Saul the Pharisee had been persecuting followers of Jesus, notably having the apostle Stephen killed, before coming to Jesus himself. Saul would become the apostle Paul; one of the most influential leaders of the Church who faced imprisonment because of his faith in Christ.

By God’s calling and guidance, Moses is sent to free his people from the enslavement of Egypt. With their newfound freedom, the Jewish people are called to start a completely new life for themselves.

Not only does the Bible have characters that can relate to new beginnings or major life changes, but it’s rich with verses on God’s love, overcoming fear and anxiety, and putting our faith in God no matter what circumstances we’re going through. 

Verses to Reflect On

We can find verses on perseverance such as James 5:11, where it states:

“Indeed we count them blessed who endure. You have heard of the perseverance of Job and seen the end intended by the Lord—that the Lord is very compassionate and merciful.”

For those of us who fear the unknown of new beginnings based on old experiences, we can remember what Isaiah 43:18-19 tells us:

“Do not remember the former things, nor consider the things of old. Behold, I will do a new thing, now it shall spring forth; shall you not know it? I will even make a road in the wilderness and rivers in the desert.”

We can put our trust in God in every new start in life or life change, as Proverbs 3:5-6 reminds us:

"Trust in the Lord with all your heart and lean not on your own understanding; in all your ways submit to him, and he will make your paths straight."

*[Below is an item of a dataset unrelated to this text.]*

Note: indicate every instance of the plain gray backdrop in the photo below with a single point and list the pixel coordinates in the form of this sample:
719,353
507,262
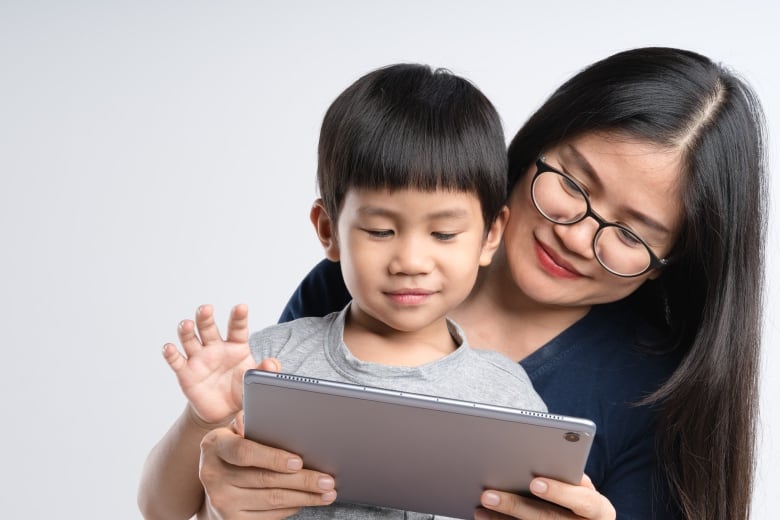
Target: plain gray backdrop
160,155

Recently, as we entered the new year, I found myself worrying about so many things from worldwide troubles to personal problems. Upon asking my close friends which verses they reflect on to bring them peace in times of uncertainty, one of my friends referred me to Psalm 91. I found this verse to be a powerful reminder of God’s love in the hardest of times, from the first verse down to it’s last three verses (14-16):

"Because he holds fast to me in love, I will deliver him; I will protect him, because he knows my name. When he calls to me, I will answer him; I will be with him in trouble; I will rescue him and honor him. With long life I will satisfy him and show him my salvation."

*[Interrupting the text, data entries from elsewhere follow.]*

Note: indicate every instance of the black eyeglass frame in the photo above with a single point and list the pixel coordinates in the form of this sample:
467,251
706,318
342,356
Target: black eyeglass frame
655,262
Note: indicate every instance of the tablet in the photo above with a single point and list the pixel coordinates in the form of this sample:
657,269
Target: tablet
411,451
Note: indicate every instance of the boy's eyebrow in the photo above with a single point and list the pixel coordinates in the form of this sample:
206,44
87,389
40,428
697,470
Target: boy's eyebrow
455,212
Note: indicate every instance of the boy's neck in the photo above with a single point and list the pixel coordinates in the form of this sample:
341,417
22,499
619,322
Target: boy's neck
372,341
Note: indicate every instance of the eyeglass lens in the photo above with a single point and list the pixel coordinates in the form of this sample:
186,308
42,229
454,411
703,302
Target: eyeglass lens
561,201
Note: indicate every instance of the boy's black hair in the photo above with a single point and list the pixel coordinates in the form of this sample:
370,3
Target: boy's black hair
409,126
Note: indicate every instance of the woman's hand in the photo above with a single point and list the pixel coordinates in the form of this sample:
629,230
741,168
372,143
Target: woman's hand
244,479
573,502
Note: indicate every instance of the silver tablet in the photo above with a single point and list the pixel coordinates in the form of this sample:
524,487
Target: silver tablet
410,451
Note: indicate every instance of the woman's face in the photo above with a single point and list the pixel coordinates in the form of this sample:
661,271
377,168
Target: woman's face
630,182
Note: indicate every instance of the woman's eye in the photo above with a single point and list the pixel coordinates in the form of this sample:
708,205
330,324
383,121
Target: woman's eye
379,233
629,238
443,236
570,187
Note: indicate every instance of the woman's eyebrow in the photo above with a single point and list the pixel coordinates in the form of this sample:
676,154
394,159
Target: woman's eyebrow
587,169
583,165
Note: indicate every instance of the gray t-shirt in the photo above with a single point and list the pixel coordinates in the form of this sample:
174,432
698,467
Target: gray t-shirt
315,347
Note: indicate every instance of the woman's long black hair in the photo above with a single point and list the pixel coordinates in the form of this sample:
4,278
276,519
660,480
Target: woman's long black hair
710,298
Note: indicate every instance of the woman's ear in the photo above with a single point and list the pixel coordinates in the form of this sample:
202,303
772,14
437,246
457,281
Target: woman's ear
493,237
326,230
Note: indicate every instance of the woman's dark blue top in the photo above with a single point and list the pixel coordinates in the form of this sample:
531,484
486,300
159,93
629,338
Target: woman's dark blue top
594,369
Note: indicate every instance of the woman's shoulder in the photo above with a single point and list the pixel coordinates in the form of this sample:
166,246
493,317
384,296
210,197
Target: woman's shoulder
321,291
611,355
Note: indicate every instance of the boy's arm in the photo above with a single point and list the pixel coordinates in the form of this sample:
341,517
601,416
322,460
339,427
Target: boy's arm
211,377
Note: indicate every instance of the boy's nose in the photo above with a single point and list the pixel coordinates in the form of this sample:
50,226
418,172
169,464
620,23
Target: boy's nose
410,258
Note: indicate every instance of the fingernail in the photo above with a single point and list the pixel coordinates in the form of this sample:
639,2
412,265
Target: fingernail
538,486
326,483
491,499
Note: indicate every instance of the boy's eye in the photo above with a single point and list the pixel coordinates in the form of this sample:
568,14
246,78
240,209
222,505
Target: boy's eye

These stories and verses of the Bible are just some of many examples for ways we can seek God and put our trust in Him during major life changes.

A Helpful Tool for Pastors

When preparing sermons on finding hope in times of change and uncertainty, pastors now have access to sermon writing tools. These tools not only assist in the research process, but also in easing the sermon preparation process through generating sermon outlines, character studies and modern day examples of biblical topics. 

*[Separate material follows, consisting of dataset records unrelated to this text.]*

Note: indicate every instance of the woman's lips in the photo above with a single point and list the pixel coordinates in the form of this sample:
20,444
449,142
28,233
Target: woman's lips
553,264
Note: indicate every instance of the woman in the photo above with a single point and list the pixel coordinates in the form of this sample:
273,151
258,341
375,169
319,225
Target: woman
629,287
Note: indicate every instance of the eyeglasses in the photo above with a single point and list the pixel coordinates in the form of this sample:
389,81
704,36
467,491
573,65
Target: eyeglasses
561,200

Seeking God in the Unknown

In finding ourselves in seasons of new beginnings or major life changes, we may be tasked with feelings of uncertainty of what’s to come. While facing change can be a cause for worry, it’s something most of us go through.

Because of this common experience, pastors have the opportunity to speak a message of hope to the congregation and show how we can lean on God in times of uncertainty.